Seitens des Finanzamtes Feldkirch wurde in Entsprechung der am 11. Juli 2002 eingereichten berichtigten Umsatzsteuervoranmeldungen mit Bescheiden vom 19. Juli 2002 die Umsatzsteuer für den Zeitraum 9/2001 gemäß § 21 Abs. 3 UStG 1994 mit -1.167,05 € (bisher -3.057,06 €) und die Umsatzsteuer für den Zeitraum 12/2001 mit 20.009,52 € (bisher 21.899,52 €) festgesetzt.

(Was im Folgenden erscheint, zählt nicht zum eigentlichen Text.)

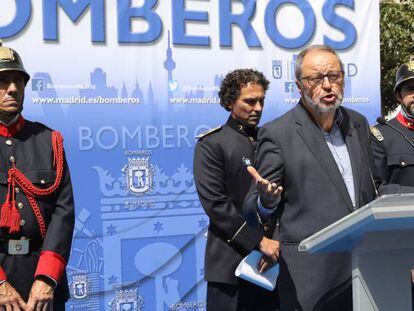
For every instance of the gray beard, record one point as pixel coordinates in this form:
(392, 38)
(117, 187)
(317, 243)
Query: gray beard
(319, 108)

Da somit die Umsatzsteuer für den Zeitraum 12/2001 zur Gänze zeitgerecht entrichtet wurde und innerhalb der letzten sechs Monate vor Fälligkeit der Einkommensteuervorauszahlungen für die Monate April bis Juni 2002 auch keine sonstige Säumnis vorlag, kommt die Bestimmung des § 217 Abs. 5 BAO zum Tragen, weshalb spruchgemäß zu entscheiden war.